A revived 421-a tax break program may soon be in the offing, and this new version could see exemption on buildings extended to 45 years from the previous 25 years, Politico reports.
Talks of the revival first surfaced in August this year. The main point of contention that led to the program’s expiration in January this year was union-level wages. Despite a proposal to extend the exemption to 35 years last summer, the Real Estate Board of New York (REBNY) and the Building and Construction Trades Council of New York were not able to come to an agreement on wages.
Now it appears that Governor Andrew Cuomo, developers, and workers unions are in the midst of closed-door negotiations to hammer out a final proposal to renew the program, which has seen the city lose over $1.2 billion in revenue this year, according to Politico.
From what we do know so far, the group overall is considering an average wage of $60/hour for workers on projects with 300 or more apartments that are in most parts of Manhattan and on the waterfront in Brooklyn and Queens. In other parts of Queens and Brooklyn it would be $45/hour on average.

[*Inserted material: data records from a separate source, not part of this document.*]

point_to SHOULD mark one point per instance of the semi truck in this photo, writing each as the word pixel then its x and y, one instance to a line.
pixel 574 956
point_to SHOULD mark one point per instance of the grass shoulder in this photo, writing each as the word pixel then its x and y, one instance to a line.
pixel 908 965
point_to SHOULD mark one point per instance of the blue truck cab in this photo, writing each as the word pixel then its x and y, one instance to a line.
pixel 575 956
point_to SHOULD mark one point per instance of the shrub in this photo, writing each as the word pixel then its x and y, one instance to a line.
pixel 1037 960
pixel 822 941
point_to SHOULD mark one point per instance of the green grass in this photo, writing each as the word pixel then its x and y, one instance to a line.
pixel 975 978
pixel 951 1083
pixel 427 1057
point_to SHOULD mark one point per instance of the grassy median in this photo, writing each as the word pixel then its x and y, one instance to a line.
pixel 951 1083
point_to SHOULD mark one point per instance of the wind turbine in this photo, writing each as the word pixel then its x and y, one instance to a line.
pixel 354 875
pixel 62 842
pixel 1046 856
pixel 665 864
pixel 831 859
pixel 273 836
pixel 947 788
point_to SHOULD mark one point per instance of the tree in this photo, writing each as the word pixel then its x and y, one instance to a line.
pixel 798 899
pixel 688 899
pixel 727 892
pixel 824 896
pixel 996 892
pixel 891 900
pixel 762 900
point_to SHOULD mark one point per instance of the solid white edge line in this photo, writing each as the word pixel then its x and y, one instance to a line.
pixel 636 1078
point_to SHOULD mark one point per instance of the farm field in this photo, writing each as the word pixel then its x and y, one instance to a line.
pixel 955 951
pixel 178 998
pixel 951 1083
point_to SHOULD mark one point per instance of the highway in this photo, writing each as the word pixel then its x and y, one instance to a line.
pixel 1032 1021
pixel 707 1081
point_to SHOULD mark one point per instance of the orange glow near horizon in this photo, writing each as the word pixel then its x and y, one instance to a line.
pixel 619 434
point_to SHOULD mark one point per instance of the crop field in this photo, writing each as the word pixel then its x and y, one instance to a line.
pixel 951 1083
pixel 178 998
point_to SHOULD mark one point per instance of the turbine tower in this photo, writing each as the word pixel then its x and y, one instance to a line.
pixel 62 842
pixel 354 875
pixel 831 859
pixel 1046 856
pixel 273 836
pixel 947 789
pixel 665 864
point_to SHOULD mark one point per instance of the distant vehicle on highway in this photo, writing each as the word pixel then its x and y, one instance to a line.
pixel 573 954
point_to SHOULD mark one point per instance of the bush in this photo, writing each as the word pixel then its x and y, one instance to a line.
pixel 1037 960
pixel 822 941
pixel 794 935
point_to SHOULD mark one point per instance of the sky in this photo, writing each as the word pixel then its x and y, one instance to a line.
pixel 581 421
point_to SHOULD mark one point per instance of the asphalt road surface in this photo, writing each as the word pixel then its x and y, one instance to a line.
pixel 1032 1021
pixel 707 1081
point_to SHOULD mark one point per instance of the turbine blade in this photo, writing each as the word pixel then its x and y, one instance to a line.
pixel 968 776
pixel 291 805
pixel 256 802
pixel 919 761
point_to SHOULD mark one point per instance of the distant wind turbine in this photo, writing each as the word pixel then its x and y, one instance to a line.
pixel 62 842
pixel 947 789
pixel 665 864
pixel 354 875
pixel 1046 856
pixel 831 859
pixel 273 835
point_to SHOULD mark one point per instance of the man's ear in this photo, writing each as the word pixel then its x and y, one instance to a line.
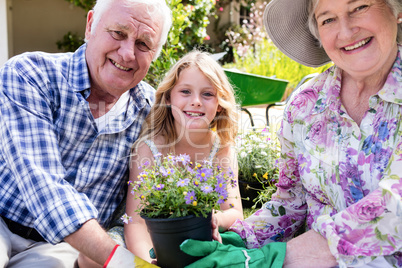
pixel 88 27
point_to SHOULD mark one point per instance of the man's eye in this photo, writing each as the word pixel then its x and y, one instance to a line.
pixel 142 46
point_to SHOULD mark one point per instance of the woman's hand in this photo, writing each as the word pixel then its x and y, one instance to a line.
pixel 309 250
pixel 215 229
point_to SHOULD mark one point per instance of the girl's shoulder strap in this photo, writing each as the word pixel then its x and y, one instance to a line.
pixel 214 149
pixel 154 150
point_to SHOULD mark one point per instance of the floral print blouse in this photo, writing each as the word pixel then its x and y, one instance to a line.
pixel 336 177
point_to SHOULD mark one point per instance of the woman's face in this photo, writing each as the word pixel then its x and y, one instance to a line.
pixel 358 35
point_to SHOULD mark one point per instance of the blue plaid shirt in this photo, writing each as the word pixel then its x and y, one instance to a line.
pixel 56 169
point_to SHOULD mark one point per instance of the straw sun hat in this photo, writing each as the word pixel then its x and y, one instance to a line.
pixel 286 24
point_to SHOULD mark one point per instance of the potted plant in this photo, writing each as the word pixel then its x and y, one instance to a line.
pixel 258 153
pixel 177 199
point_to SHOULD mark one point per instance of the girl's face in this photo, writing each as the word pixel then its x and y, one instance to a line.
pixel 193 100
pixel 359 36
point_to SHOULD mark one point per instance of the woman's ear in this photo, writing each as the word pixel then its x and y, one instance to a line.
pixel 88 27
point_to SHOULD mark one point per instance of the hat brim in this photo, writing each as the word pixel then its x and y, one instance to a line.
pixel 286 22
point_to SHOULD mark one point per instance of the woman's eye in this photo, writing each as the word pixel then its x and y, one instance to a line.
pixel 142 46
pixel 209 94
pixel 327 21
pixel 118 35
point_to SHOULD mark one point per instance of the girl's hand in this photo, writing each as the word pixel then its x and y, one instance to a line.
pixel 215 229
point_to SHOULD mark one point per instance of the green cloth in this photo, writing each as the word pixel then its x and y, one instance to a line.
pixel 234 254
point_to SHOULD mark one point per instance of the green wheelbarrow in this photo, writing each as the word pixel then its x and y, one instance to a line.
pixel 256 90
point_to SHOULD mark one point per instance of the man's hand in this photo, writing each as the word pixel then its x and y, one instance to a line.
pixel 216 254
pixel 122 258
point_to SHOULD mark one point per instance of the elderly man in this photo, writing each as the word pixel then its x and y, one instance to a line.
pixel 67 122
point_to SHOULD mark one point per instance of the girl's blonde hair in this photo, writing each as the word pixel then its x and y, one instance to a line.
pixel 160 119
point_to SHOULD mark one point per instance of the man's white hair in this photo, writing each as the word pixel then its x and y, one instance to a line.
pixel 158 9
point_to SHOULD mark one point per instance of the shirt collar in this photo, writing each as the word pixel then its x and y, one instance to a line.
pixel 391 91
pixel 79 79
pixel 78 73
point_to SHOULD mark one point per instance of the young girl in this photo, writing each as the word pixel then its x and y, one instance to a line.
pixel 194 98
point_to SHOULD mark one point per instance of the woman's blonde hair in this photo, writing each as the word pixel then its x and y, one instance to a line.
pixel 160 119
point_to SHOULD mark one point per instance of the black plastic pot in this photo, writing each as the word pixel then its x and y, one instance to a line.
pixel 249 191
pixel 168 234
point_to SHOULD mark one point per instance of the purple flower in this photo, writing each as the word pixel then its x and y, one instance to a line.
pixel 164 171
pixel 220 186
pixel 158 187
pixel 183 158
pixel 207 188
pixel 183 182
pixel 204 173
pixel 126 219
pixel 222 198
pixel 190 197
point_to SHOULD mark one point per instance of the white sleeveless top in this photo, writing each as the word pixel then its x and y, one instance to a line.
pixel 154 150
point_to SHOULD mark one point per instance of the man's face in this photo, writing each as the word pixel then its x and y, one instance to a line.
pixel 120 50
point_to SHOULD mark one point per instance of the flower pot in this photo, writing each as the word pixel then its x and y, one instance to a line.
pixel 250 190
pixel 168 234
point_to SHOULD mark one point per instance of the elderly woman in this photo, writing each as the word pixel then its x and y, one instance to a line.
pixel 341 168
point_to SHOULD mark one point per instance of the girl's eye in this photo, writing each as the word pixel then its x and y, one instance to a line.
pixel 361 7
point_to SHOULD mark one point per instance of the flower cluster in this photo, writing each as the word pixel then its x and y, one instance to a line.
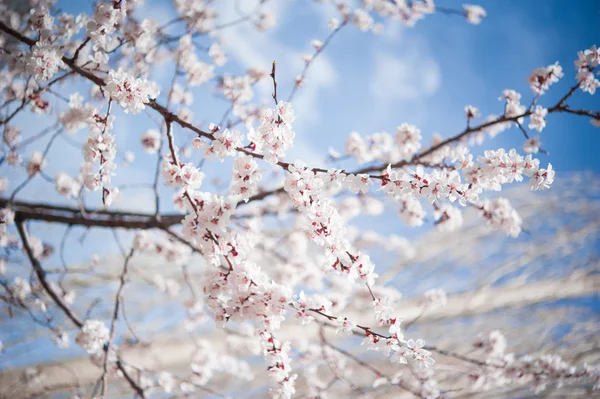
pixel 100 147
pixel 151 141
pixel 246 293
pixel 44 60
pixel 104 22
pixel 587 61
pixel 206 225
pixel 278 360
pixel 538 121
pixel 275 135
pixel 66 185
pixel 36 163
pixel 539 372
pixel 502 215
pixel 245 177
pixel 224 144
pixel 130 93
pixel 325 226
pixel 541 78
pixel 78 116
pixel 184 176
pixel 93 336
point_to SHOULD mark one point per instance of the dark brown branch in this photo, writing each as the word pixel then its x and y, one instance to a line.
pixel 89 217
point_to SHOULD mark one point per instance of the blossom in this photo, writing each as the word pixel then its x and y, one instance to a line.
pixel 532 145
pixel 20 288
pixel 78 116
pixel 541 78
pixel 104 22
pixel 411 211
pixel 36 163
pixel 275 135
pixel 44 60
pixel 501 214
pixel 474 13
pixel 93 335
pixel 66 185
pixel 224 144
pixel 130 93
pixel 266 21
pixel 358 183
pixel 448 218
pixel 362 20
pixel 245 177
pixel 542 179
pixel 537 118
pixel 184 176
pixel 333 23
pixel 587 81
pixel 345 325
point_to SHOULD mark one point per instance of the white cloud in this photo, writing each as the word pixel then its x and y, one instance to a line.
pixel 410 75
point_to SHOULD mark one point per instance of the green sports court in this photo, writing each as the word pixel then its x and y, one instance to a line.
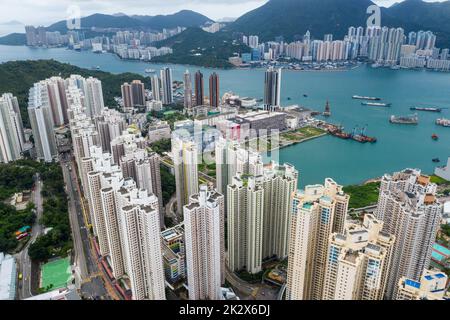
pixel 56 273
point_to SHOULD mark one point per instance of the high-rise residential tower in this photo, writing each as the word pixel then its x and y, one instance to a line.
pixel 185 160
pixel 140 233
pixel 272 89
pixel 156 88
pixel 203 220
pixel 199 89
pixel 41 119
pixel 432 286
pixel 316 211
pixel 127 97
pixel 214 90
pixel 166 80
pixel 12 138
pixel 138 93
pixel 358 262
pixel 245 214
pixel 409 209
pixel 187 90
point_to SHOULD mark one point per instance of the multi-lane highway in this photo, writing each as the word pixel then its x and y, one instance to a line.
pixel 23 259
pixel 91 280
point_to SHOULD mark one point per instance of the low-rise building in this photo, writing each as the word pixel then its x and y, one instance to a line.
pixel 158 132
pixel 8 276
pixel 443 172
pixel 432 286
pixel 174 257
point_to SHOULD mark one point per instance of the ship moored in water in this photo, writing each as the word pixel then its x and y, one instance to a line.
pixel 356 135
pixel 366 98
pixel 443 122
pixel 411 119
pixel 376 104
pixel 429 109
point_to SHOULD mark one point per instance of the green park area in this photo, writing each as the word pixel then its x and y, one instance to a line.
pixel 363 195
pixel 302 134
pixel 55 274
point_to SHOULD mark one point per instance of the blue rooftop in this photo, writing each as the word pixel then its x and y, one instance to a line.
pixel 412 283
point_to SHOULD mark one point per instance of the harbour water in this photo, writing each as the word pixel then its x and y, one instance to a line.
pixel 348 162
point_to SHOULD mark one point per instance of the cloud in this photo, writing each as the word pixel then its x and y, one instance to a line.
pixel 49 11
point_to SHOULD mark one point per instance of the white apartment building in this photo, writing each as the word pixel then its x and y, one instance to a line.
pixel 432 286
pixel 41 119
pixel 358 261
pixel 280 183
pixel 203 218
pixel 317 211
pixel 185 160
pixel 141 243
pixel 408 207
pixel 12 138
pixel 245 214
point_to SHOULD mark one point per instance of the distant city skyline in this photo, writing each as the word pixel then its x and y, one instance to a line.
pixel 50 11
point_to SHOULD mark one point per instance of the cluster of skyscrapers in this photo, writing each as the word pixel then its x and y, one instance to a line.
pixel 194 96
pixel 329 255
pixel 121 181
pixel 253 213
pixel 12 138
pixel 381 45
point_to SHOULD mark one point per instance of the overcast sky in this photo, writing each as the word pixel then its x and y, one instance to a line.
pixel 48 11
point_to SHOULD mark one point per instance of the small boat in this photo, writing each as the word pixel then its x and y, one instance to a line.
pixel 327 111
pixel 366 98
pixel 429 109
pixel 376 104
pixel 411 119
pixel 443 122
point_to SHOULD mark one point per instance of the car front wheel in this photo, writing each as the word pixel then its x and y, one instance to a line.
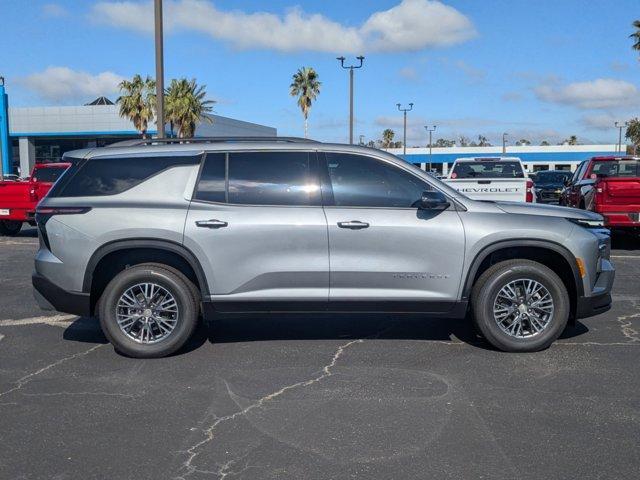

The program was previously criticized for favoring real estate developers and not creating enough affordable units, not just in terms of quantity but also the income range they were being offered at. Construction unions argued prior to the expiration that just the developers were making bank on the projects.
Since the program’s expiration, the city has seen almost no new applications for rental buildings, The administration on its part however has argued that its intention to create 80,000 new units of low and middle-income apartments will not be affected regardless of the program’s existence.